5 Satisfaction_level and salary.With alpha 0.05:
Employee_Leave_rate2 = Employee_Leave_rate %>%
mutate(salary_type = recode(Employee_Leave_rate$salary,"low" = 0, "medium" = 1, "high" = 2))
Employee_Leave_rate3<- Employee_Leave_rate2 [, -c(9:10)]
ggplot(Employee_Leave_rate3)+
geom_point(aes(satisfaction_level, salary_type))+
geom_smooth(aes(satisfaction_level, salary_type), method = 'lm')

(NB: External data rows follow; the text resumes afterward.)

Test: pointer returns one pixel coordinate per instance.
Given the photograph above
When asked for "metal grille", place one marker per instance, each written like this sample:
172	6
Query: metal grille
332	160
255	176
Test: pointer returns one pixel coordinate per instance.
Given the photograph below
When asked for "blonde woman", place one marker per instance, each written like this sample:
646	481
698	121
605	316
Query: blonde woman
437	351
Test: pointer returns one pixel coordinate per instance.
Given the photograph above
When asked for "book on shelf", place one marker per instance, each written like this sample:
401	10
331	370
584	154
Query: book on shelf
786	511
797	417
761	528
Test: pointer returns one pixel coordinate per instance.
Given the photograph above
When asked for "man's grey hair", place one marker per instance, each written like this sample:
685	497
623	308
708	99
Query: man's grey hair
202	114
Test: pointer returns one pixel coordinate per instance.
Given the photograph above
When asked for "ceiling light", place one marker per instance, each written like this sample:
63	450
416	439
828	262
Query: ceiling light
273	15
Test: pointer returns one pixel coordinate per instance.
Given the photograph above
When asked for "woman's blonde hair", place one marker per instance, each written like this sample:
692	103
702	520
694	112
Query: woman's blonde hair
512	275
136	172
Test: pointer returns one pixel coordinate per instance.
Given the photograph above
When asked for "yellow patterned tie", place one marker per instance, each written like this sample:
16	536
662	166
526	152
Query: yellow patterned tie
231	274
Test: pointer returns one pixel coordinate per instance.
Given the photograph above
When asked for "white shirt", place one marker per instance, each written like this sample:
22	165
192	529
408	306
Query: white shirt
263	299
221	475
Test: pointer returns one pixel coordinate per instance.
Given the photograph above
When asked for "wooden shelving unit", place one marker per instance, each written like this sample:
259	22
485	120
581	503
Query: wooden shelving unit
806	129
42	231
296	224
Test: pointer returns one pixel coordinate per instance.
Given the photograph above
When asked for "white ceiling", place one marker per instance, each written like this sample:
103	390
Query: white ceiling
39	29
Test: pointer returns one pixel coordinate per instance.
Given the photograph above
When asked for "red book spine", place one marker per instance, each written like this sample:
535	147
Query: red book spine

cor.test(Employee_Leave_rate3$satisfaction_level, Employee_Leave_rate3$salary_type)
##
## Pearson's product-moment correlation
##
## data: Employee_Leave_rate3$satisfaction_level and Employee_Leave_rate3$salary_type
## t = 6.1335, df = 14997, p-value = 8.81e-10
## alternative hypothesis: true correlation is not equal to 0
## 95 percent confidence interval:
## 0.03404593 0.06597347
## sample estimates:
## cor
## 0.05002248
Explanation:
#1 The relationship between satisfaction_level and salary_type is significant.
#2 Cor is 0.2, The correlation between two variablesa are weak positive liner relationship.
#3 Higher salary employees not all with higher satisfaction_level. Lower sarly employees not all with low satisfaction level.